Fisherman Salvador Alvarenga was stranded out at sea for 438 days
A Mexican man who was supposed to go on a two-day fishing trip with his friend spent 438 days lost at sea without food or water.
José Salvador Alvarenga and his young companion Ezequiel Córdoba planned to spend a couple days out from the coast of Mexico to return with their best catch in November 2012.
Instead, they were forced to navigate a severe weather storm, which took out their engine and left them adrift in the Pacific Ocean.
To keep afloat, the duo had to tip about 500kg of fish overboard, along with much of their other equipment.
Fisherman Salvador Alvarenga was stranded out at sea for 438 days (HILARY HOSIA/AFP via Getty Images)
All they were left with was an icebox which had been used to store the fish.
Córdoba was busy using the icebox to bail the water out, while the Alvarenga attempted to sail to safer waters.
Without GPS signal, the pair were all of a sudden left out at sea for what would be 438 days.
The only way they could eat was by using the icebox, as the fisherman would lean over the side of the boat to catch the fish swimming through.
Córdoba was tasked with gutting the fish and cutting off strips of the flesh to be dried out by the sun.
They were basically living off rain water and raw fish until Córdoba became seriously ill from eating a bird.
Alvarenga told The Guardian that his friend said one morning: “I am dying, I am dying, I am almost gone.
“Don’t think about that.
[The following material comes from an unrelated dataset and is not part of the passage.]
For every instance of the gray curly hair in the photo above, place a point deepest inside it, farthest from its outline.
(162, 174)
Let’s take a nap,” Alvarenga replied, as his friend took a sip from a water bottle and died moments later.
Alvarenga blamed himself for Córdoba’s death (JOSE CABEZAS/AFP via Getty Images)
“I propped him up to keep him out of the water. I was afraid a wave might wash him out of the boat,” Alvarenga said.
“I cried for hours.”
The next morning, the fisherman said he would talk to the corpse, as a way of keeping sane.
He would ask: “How do you feel? How was your sleep? I slept good, and you? Have you had breakfast?
“First I washed his feet. His clothes were useful, so I stripped off a pair of shorts and a sweatshirt.
“I put that on – it was red, with little skull-and-crossbones – and then I dumped him in. And as I slid him into the water, I fainted.
“What could I do alone? Without anyone to speak with? “Why had he died and not me? I had invited him to fish. I blamed myself for his death.”
Having drifted around for roughly 6,700 miles, Alvarenga finally touched land on Ebon Atoll in the Marshall Islands in January 2014.